October 19, 2005

Nope.

I failed the checkride again.

It was going fairly well through intercepting a radial, holds, a VOR approach with the autopilot on (harder, in my opinion, than doing it without the autopilot, so I would never do it in real life, but the test requires it). Then it was back in the hold, which I had some problems with this time, but managed to correct. The hold looks like a long racetrack pattern; several planes can be stacked in it at altitudes 500' apart. You fly around it until your turn comes, then exit it toward the airport on whatever type of approach you're doing. When I exited the hold this time for the ILS approach, I had put in the frequency for the ILS but hadn't hit the button to make it the active frequency, so I was still looking at the VOR indication. They're in line with each other, so there was no obvious difference except that the glideslope indicator wasn't coming in. (An ILS has two needles, a vertical one showing if you're left or right of where you should be and an ILS showing if you're above or below where you should be as you follow the glideslope down to the runway.) Someone had mentioned on the radio earlier that the glideslope was "bouncing around a little today" and had recently been down, so I thought maybe it had gone down again, instead of realizing that the error was mine.

Anyway, I've decided to quit. It's not out of pique; I realized that I have just too much going on in my life, with work, flying, and training for the marathon. Further, I know that intensive rowing tends to make me stupider, though one symptom of the stupidity, unfortunately, is that it always takes me a while to realize what's going on. But I think that may be a prime source of my stupid mistakes. I scaled way back on the rowing when I started this; maybe I'd have passed the test if I hadn't ramped up the training again, but the rowing training is going much better and I've been enjoying it much more than the flying.
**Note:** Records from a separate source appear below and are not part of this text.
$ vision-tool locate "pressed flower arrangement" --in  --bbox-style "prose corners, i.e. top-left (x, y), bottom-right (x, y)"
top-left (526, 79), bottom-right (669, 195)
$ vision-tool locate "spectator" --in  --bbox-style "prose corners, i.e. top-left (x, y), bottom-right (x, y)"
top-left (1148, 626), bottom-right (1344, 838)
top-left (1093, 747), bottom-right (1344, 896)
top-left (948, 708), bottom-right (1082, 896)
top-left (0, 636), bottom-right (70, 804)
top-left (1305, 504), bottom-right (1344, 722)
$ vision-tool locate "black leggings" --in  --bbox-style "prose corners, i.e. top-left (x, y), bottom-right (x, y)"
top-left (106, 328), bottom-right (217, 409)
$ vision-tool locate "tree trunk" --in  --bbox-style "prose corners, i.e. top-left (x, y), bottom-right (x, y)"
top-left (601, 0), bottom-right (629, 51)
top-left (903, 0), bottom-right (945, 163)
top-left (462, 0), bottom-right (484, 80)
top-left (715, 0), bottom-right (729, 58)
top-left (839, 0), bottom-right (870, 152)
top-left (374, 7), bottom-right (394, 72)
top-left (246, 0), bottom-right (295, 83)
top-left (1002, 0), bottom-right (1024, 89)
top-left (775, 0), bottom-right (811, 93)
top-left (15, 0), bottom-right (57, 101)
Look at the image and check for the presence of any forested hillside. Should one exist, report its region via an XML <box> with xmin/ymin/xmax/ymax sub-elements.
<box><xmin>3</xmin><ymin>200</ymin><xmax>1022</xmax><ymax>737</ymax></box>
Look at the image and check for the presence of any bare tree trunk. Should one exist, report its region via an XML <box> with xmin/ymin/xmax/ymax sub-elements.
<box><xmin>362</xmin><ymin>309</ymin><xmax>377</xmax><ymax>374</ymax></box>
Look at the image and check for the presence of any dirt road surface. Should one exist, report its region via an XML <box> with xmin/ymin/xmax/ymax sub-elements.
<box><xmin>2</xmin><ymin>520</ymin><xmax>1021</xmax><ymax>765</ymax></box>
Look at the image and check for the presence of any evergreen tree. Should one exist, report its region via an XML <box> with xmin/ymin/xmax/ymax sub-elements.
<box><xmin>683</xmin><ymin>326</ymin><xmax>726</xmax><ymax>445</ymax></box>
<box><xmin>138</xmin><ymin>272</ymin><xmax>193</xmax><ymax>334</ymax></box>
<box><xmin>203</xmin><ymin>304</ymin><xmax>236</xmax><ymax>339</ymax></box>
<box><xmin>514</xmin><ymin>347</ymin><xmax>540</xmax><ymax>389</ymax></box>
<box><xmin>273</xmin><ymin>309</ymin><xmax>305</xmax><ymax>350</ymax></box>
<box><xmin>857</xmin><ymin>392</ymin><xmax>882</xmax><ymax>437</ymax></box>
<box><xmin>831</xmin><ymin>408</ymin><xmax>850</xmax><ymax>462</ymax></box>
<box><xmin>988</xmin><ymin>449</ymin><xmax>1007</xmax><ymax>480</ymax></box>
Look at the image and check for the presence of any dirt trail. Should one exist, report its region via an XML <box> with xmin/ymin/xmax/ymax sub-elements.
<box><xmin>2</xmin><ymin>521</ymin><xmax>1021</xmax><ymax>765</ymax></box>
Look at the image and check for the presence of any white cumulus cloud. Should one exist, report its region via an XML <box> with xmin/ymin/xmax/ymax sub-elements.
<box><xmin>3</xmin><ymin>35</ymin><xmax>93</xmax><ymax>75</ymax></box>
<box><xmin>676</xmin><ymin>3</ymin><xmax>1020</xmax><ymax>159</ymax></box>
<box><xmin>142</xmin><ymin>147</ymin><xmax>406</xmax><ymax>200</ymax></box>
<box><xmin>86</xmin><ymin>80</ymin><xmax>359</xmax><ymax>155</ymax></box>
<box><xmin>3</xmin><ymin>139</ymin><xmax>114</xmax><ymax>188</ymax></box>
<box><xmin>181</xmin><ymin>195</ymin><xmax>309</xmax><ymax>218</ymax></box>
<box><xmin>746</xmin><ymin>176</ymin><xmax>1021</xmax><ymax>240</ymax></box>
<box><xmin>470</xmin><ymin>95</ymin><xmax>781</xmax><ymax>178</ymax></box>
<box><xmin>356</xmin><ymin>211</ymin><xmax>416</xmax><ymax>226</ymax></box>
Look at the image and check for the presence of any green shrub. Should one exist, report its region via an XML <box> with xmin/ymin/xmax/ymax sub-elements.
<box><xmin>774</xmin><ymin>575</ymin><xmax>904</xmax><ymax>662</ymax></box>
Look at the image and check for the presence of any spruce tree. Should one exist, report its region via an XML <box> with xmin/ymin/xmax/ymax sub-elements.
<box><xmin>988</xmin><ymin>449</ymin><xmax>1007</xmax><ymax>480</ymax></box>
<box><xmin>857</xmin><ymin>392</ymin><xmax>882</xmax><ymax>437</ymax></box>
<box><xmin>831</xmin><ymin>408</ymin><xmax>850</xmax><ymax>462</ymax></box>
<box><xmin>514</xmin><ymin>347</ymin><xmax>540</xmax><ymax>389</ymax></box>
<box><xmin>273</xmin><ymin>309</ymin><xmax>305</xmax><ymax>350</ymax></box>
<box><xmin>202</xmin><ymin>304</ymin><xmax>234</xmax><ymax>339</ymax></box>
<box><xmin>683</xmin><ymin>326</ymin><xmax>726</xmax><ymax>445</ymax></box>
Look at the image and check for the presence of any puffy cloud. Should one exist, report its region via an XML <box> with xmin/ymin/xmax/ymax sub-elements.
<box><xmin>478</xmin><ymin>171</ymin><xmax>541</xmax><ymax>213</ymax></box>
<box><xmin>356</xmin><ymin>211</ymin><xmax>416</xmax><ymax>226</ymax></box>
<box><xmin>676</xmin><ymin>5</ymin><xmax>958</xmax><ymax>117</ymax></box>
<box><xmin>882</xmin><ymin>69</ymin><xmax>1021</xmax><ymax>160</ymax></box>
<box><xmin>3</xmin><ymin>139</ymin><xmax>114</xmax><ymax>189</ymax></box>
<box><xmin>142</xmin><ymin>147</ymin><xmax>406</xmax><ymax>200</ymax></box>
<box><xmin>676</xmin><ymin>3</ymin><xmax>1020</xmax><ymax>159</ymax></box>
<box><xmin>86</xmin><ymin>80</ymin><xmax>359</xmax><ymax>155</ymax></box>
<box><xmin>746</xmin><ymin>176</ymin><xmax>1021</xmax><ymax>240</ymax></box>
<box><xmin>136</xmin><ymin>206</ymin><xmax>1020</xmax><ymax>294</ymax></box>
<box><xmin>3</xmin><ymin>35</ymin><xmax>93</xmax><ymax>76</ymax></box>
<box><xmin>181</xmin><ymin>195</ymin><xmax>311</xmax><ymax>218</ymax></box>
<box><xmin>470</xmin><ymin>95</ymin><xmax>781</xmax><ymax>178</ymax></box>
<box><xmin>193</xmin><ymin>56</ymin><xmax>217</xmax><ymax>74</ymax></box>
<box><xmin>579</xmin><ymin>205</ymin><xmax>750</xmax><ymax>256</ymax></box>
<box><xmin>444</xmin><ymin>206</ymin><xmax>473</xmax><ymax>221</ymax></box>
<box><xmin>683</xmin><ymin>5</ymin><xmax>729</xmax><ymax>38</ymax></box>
I'm not stomping off in a huff and declaring that I'll never fly a plane again. Flying is something I can do as long as I'm in good enough health to pass a Class III physical; with luck I have decades and decades left. I didn't particularly miss it during the seven years between getting my pilot rating and beginning the instrument training, when I flew only a few times. Maybe a decade from now my life will be calmer and I'll decide to take it up again then. I won't need to redo all the training: just enough to refamiliarize me, and get me used to anything that's changed. I don't think the FAA reg requires me to take another long cross-country, but a smart CFI would make me take one. Still, I won't have to do that all those cross-country hours again, so it would all be a lot quicker.

So I'm feeling a lot more relief than regret right now.